Suasana sore di desa Umbul Jaya terasa sangat sejuk karena angin sepoi-sepoi yang menerpa. Terlihat hamparan sawah hijau membentang di sepanjang jalanan utama desa. Zeno dan kakek Wiro sedang duduk di depan rumah geribik mereka sambil menikmati teh manis hangat dan singkong rebus yang baru matang. Tiba-tiba Zeno mengatakan sesuatu yang tidak terduga.
"Kek, Zeno ingin pergi melihat kota Jakarta," kata Zeno kepada kakeknya.
"Zeno, kamu boleh kesana kalau kamu sudah dewasa." Kakek Wiro menanggapi perkataan Zeno sambil menyeruput teh manis hangatnya.
"Kenapa gak boleh sekarang sih, Kek? Zeno kan udah 14 tahun," tanya Zeno dengan wajah yang memelas.
"Zeno, kehidupan di Kota itu tidak semudah dan sesederhana kehidupan di Desa seperti ini. Jakarta itu kota yang kejam, Nak, kamu akan paham ketika kamu dewasa nanti, dan juga kamu belum punya cukup bekal yang layak untuk pergi kesana." Kakek Wiro menjelaskan agar Zeno paham.
"Okelah kalo gitu, Kek ... huft," jawab Zeno sedikit kecewa.
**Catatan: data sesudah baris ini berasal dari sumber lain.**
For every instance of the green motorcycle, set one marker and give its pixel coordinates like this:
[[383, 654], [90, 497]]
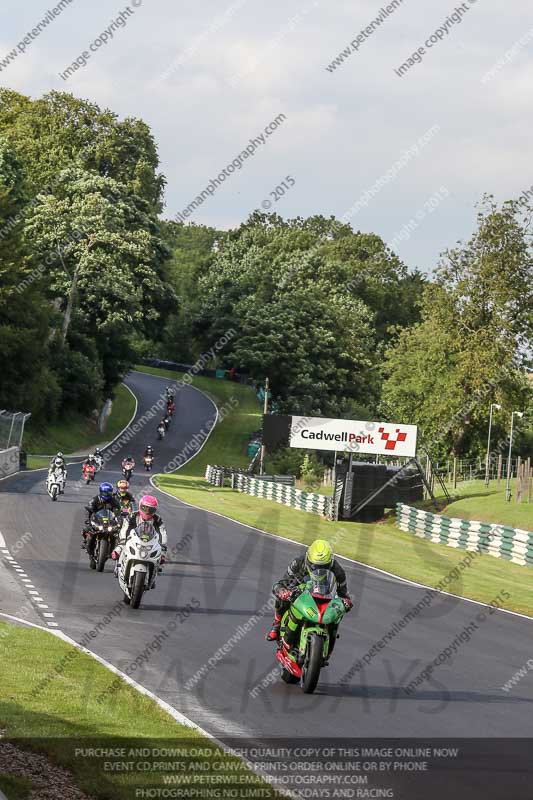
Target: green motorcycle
[[317, 611]]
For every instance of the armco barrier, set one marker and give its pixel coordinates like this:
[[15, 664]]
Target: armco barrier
[[501, 541], [286, 495], [214, 475], [9, 461]]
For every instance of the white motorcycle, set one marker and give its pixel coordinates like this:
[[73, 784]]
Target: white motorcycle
[[138, 564], [55, 483]]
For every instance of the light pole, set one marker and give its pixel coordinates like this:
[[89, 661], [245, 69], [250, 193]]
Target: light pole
[[508, 488], [487, 460]]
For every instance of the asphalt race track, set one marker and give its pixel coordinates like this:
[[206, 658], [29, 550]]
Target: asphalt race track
[[219, 576]]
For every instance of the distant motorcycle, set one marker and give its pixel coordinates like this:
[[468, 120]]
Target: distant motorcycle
[[104, 526], [88, 471], [55, 483], [127, 468], [127, 507]]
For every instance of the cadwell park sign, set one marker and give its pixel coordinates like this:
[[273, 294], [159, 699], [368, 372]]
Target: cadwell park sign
[[356, 436]]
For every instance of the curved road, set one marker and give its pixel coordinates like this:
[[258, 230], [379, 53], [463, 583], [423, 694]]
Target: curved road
[[220, 576]]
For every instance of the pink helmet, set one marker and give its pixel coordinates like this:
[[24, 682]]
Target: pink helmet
[[147, 507]]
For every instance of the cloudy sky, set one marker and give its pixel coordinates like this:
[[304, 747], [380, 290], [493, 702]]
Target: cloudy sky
[[404, 156]]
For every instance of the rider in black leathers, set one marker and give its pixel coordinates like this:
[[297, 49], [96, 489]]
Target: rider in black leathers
[[105, 498]]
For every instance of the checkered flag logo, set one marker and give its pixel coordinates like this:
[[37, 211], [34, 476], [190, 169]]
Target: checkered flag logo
[[391, 441]]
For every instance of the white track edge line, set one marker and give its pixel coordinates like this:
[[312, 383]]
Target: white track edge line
[[176, 715], [300, 544], [41, 469]]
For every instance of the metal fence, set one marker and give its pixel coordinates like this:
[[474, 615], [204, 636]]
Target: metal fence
[[12, 428]]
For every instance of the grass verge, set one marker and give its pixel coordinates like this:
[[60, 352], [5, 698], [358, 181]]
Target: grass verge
[[379, 545], [66, 715], [15, 788], [75, 432]]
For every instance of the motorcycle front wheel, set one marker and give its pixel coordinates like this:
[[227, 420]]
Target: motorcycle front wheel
[[137, 589], [313, 663], [288, 677]]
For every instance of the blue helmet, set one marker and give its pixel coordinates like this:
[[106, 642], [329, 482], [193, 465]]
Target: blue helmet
[[105, 491]]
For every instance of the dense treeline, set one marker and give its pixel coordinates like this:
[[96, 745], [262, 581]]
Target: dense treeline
[[92, 278], [81, 252]]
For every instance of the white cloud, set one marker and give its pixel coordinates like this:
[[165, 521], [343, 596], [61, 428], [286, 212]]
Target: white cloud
[[344, 128]]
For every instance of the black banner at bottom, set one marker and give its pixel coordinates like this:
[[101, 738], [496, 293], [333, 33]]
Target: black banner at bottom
[[201, 769]]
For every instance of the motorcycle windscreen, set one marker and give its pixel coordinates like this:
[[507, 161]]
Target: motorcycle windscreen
[[322, 584], [104, 517]]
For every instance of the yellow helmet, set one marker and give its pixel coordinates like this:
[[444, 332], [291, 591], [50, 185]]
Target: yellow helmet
[[319, 555]]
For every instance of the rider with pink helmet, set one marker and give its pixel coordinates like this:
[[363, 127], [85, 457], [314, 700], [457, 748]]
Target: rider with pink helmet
[[146, 513]]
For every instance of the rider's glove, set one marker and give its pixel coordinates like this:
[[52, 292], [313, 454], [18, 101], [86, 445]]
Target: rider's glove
[[347, 603]]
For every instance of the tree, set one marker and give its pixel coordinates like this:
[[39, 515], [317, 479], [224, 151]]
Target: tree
[[470, 348], [304, 297], [104, 263], [27, 383], [192, 249], [58, 130]]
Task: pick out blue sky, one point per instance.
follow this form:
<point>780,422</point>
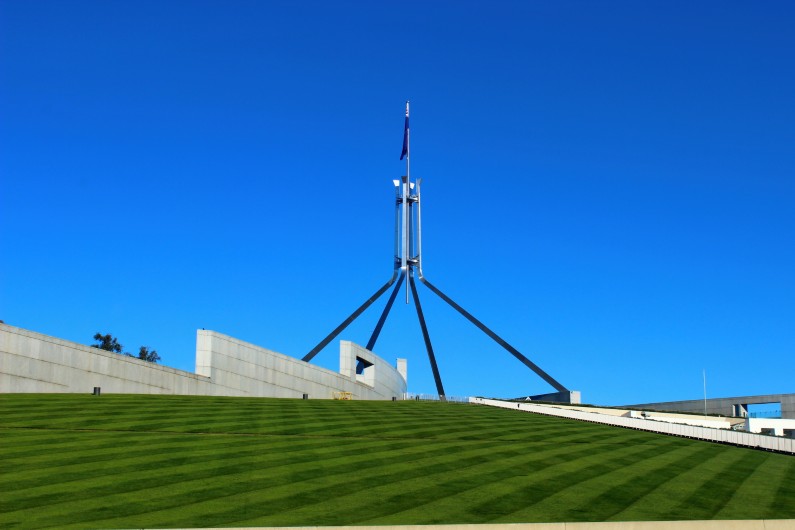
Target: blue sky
<point>607,185</point>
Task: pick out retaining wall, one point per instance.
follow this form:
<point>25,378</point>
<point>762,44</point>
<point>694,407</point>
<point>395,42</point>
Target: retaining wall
<point>31,362</point>
<point>743,439</point>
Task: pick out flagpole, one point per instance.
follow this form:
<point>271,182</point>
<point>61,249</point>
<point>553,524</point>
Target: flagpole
<point>406,209</point>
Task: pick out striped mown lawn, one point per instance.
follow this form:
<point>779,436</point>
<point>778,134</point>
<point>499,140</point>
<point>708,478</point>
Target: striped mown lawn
<point>176,461</point>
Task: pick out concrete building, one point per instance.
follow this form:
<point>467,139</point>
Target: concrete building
<point>31,362</point>
<point>730,407</point>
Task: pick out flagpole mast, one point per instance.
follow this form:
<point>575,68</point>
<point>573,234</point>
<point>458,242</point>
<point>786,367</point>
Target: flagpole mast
<point>406,208</point>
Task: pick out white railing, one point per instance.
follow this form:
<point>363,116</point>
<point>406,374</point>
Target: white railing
<point>743,439</point>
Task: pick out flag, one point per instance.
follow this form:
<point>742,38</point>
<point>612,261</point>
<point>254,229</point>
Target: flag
<point>405,151</point>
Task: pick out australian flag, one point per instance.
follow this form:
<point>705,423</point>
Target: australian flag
<point>405,151</point>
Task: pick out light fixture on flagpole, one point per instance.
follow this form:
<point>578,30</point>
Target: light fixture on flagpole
<point>406,263</point>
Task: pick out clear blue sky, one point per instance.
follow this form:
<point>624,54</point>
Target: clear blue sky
<point>608,185</point>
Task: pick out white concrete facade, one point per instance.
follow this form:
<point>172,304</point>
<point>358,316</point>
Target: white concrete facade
<point>775,426</point>
<point>31,362</point>
<point>726,436</point>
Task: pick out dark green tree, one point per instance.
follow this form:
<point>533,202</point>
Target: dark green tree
<point>107,343</point>
<point>146,355</point>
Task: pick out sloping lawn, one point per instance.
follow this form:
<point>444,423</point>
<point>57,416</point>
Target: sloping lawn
<point>175,461</point>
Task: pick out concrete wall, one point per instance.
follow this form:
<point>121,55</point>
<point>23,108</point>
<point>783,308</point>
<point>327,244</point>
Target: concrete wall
<point>742,439</point>
<point>31,362</point>
<point>238,368</point>
<point>34,363</point>
<point>725,406</point>
<point>778,426</point>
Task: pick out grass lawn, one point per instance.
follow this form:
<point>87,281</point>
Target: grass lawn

Zeno kelihatan kecewa saat kakeknya menjawab seperti itu. Namun apa boleh buat memang harus begitu keadaannya. Entah apa yang dicari Zeno sehingga dia sangat bersikeras untuk berangkat ke Kota Jakarta.
.
.
.
***
Sementara itu di Kota Jakarta yang ingin dituju Zeno. Ada seorang gadis kecil yang cantik yang bernama Jessie. Nama lengkap Gadis itu adalah Jessica Francesca Wijaya. Gadis itu berambut panjang bergelombang berwarna cokelat dengan mata coklat yang bulat. Kulit gadis itu putih bersih bak susu. Usia gadis itu masih 10 tahun.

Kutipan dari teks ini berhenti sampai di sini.